Mais, dans tous les cas, se pose la nécessité de définir les limites de l’intervention de chacun, dans l’éducation de l’enfant. On utilise, à cet effet une distinction déjà existante pour les parents séparés : celle qui différencie les actes usuels des actes non usuels. Les actes de la vie quotidienne que sont la sortie avec des amis, la nuit passée dans la famille d’un copain de classe, la signature du carnet de note, la participation à un anniversaire, l’inscription dans un séjour de vacances n’ont pas légalement à passer par l’accord préalable des détenteurs de l’autorité parental. D’autres actes bien plus impliquants imposent au contraire de l’obtenir, telles l’autorisation d’opérer, l’orientation scolaire, le choix d’une religion, la demande d’une carte nationale d’identité ou d’un passeport… Lorsque des parents utilisent de façon manifeste leur autorité, en allant à l’encontre de l’intérêt de leur enfant, les professionnels ne doivent pas hésiter à s’opposer à eux, en saisissant le magistrat, afin qu’il prenne une position qui s’imposera à toutes et à tous.
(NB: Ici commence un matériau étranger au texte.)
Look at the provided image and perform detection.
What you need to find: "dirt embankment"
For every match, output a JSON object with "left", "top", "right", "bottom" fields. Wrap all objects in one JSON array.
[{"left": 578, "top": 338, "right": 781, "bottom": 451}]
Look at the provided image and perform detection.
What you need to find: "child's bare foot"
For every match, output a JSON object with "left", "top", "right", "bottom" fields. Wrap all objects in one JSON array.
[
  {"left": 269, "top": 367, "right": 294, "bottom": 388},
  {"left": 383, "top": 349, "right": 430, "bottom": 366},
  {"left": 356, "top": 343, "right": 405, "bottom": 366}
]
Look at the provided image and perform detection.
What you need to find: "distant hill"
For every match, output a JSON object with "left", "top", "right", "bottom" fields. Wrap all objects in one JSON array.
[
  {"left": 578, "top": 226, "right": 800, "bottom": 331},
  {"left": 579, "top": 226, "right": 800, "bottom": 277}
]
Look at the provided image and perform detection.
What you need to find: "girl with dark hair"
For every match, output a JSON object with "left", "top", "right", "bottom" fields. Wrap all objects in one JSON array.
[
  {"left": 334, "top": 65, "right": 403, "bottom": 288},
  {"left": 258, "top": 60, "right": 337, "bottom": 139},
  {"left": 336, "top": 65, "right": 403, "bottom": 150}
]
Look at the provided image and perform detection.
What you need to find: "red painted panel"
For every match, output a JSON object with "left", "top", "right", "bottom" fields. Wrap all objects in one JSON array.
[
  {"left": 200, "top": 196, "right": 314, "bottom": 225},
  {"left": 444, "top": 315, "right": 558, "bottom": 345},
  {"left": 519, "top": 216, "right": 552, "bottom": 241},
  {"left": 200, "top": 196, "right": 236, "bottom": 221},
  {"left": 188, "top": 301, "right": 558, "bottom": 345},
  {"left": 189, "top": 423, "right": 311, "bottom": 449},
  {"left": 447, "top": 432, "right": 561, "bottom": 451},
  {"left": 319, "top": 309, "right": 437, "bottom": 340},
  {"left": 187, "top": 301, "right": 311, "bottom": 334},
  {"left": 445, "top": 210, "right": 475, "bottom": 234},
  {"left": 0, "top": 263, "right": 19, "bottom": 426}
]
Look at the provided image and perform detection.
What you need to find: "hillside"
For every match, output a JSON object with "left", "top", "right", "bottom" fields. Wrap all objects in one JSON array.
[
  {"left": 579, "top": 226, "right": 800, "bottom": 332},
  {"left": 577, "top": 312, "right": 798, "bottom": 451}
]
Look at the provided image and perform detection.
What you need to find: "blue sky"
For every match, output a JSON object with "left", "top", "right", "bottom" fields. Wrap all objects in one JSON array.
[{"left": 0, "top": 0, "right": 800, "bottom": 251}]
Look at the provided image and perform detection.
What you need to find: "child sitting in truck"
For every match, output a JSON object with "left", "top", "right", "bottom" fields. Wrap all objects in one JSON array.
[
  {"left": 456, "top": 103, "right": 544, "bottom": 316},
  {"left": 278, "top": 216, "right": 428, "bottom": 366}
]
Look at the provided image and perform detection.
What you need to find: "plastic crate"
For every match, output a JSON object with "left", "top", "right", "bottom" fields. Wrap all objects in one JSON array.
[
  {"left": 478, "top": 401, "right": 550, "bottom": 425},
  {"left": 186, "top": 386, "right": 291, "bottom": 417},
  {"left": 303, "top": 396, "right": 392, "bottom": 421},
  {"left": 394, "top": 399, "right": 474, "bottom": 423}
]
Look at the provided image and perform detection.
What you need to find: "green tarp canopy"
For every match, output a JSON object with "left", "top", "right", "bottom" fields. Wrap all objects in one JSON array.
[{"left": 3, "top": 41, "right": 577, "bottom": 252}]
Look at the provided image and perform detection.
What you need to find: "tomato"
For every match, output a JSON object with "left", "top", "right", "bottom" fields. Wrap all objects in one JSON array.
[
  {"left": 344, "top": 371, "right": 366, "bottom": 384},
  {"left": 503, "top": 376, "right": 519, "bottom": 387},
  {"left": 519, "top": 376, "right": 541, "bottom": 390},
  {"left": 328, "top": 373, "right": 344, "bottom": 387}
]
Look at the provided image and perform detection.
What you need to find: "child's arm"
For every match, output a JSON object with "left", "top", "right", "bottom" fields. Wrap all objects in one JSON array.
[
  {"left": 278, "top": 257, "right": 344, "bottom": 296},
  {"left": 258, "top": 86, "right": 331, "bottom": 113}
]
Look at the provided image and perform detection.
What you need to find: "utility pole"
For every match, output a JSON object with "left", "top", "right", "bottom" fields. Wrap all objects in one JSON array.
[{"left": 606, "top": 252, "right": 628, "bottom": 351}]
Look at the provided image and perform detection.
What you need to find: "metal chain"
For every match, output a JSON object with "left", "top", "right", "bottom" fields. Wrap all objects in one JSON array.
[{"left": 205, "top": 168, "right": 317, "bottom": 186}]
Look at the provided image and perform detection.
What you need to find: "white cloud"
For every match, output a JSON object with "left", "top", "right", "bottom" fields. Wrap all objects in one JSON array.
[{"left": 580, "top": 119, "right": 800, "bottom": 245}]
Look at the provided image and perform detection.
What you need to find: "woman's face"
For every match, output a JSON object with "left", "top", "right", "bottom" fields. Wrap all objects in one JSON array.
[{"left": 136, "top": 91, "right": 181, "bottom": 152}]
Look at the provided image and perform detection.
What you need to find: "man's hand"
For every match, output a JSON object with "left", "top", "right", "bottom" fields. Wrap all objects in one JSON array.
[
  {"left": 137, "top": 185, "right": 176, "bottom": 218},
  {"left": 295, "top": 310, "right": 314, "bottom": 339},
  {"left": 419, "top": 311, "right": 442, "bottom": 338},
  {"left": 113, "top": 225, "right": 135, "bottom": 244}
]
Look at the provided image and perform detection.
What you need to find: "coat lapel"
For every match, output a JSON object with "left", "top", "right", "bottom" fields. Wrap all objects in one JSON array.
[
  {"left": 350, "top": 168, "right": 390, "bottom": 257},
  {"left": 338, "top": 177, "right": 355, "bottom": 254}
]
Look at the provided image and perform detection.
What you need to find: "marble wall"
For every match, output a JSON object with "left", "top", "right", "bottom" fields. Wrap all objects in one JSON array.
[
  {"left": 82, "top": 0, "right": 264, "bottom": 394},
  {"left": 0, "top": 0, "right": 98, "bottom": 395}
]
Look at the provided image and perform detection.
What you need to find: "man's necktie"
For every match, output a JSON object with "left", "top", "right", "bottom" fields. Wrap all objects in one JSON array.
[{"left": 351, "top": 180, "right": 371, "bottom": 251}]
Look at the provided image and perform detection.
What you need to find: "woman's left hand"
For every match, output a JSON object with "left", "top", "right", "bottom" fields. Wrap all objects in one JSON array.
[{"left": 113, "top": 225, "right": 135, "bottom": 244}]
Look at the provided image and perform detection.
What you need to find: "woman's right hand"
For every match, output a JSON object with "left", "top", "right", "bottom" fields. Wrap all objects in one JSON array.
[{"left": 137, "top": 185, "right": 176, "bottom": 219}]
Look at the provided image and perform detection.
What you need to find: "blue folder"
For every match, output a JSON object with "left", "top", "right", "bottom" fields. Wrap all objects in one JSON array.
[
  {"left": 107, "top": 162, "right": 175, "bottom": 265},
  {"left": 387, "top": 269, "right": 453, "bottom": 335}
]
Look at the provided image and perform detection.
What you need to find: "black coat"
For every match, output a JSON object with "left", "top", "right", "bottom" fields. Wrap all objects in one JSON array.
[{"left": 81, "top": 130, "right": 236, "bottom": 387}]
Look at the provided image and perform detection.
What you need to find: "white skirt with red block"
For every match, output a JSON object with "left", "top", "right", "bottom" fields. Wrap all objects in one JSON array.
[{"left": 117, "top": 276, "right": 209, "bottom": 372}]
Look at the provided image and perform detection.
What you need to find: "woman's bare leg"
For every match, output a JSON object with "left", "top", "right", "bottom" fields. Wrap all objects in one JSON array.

Inversement, lorsqu’un véritable travail parental de réappropriation de leur rôle est engagé, toutes les occasions doivent être utilisées pour alimenter et renforcer leur démarche. Le registre pédagogique doit prendre le pas sur l’aspect juridique, les professionnels renonçant alors volontiers à décider de certains actes usuels, si cela permet de privilégier l’exercice de la parentalité et d’étendre toujours plus la place des parents dans l’éducation de leur enfant.

 


Quand la jurisprudence se risque à une définition

Ce n’est qu’en 2011, dans son arrêt du 28 octobre, que la chambre des mineurs de la Cour d'appel d'Aix en Provence a proposé une définition des actes usuels et non usuels: « les actes usuels peuvent être définis comme des actes de la vie quotidienne, sans gravité, qui n’engagent pas l’avenir de l’enfant, qui ne donnent pas lieu à une appréciation de principe essentielle et ne présentent aucun risque grave apparent pour l’enfant, ou encore, même s’ils revêtent un caractère important, des actes s’inscrivant dans une pratique antérieure non contestée. (..) A contrario, relèvent de l’autorisation des parents titulaires de l’autorité parentale, et en cas de désaccord, d’une éventuelle autorisation judiciaire, les décisions qui supposeraient en l’absence de mesure de garde, l’accord des deux parents, ou qui encore, en raison de leur caractère inhabituel ou de leur incidence particulière dans l’éducation et la santé de l’enfant, supposent une réflexion préalable sur leur bien-fondé. »

 

 


Ni outrepasser ses droits, ni manquer à la protection

Il y a abus de pouvoir manifeste, quand un service accueillant un enfant le fait hospitaliser pour une intervention chirurgicale programmée, sans prévenir les parents. Par contre, il y a déficit de protection, quand un service renonce, au nom du sacro saint « droit des parents », à s’opposer à ceux d’entre eux qui voudrait décider de la coupe de cheveux de leur enfant, par exemple, pour manifestement l’humilier, le rabaisser ou le tyranniser.